For Thomas
Today. Today surrounded by you at the table, my holy innocents, at the moment where blessings should have come forth from my heart and out of my mouth, I became monstrous, ugly, enraged, the dragon lashing out, spewing forth curses of righteous indignation - the ripped screens, the shoes left in the rain, the scrawls of ink all over the walls, the not living up to my requests - my expectations so poisoned at that moment with anger (Lord, have mercy) I was unable even to pray over the food and demanded that someone do it for me.
And you. You did not shy away but instead were like the warrior-saint - valiant, though perhaps afraid, daring to open your mouth at the offense, singing "Christ is Risen," and then offering gentleness, a soft answer, a blessing, to quell my distemper, bestowing to me, your mother who should know better, a kindly rebuke - a balm rather than a slap to my distorted face - to give me breath, a holy spirit, to create space for repentance.
How quickly you opened your arms, forgiving me again, your terribly flawed, sinful mother.
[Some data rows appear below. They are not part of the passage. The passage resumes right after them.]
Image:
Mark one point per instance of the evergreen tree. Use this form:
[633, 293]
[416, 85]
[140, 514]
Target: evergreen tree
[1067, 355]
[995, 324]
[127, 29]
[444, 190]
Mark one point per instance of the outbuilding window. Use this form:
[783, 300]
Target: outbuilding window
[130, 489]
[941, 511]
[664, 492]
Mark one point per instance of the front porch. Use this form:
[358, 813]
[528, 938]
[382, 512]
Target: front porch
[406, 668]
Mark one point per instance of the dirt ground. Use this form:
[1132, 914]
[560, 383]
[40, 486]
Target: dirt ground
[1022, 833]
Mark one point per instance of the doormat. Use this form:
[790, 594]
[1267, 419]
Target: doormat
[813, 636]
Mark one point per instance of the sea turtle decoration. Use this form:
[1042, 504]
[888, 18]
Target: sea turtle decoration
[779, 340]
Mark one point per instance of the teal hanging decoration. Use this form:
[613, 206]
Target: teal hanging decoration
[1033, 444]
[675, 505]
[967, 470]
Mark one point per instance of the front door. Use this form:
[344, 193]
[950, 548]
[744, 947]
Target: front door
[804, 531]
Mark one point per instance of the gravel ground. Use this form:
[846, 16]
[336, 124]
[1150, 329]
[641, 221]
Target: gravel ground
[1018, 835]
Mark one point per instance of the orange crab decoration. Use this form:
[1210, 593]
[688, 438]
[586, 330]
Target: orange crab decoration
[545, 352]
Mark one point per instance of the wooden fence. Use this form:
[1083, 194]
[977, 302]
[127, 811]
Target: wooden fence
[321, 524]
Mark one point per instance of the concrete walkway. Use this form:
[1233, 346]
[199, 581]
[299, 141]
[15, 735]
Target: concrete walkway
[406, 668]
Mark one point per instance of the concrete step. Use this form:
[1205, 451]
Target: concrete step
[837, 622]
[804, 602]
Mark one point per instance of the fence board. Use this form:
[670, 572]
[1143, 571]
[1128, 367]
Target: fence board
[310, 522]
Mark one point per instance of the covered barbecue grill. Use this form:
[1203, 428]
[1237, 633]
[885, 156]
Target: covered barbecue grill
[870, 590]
How pure is your heart. How beautifully you show me God.
Isaak's penitential psalm, unaccompanied.
Again, and yes again, O Ceaseless Tolerator
of our bleaking recurrences, O Forever Forgoing
Foregone (sans conclusion), O Inexhaustible,
I find my face against the floor, and yet again
my plea escapes from unclean lips, and from a heart
caked in and constricted by its own soiled residue.
You are forever, and forever blessed, and I aspire
one day to slip my knot and change things up,
to manage at least one late season sinlessly,
to bow before you yet one time without chagrin.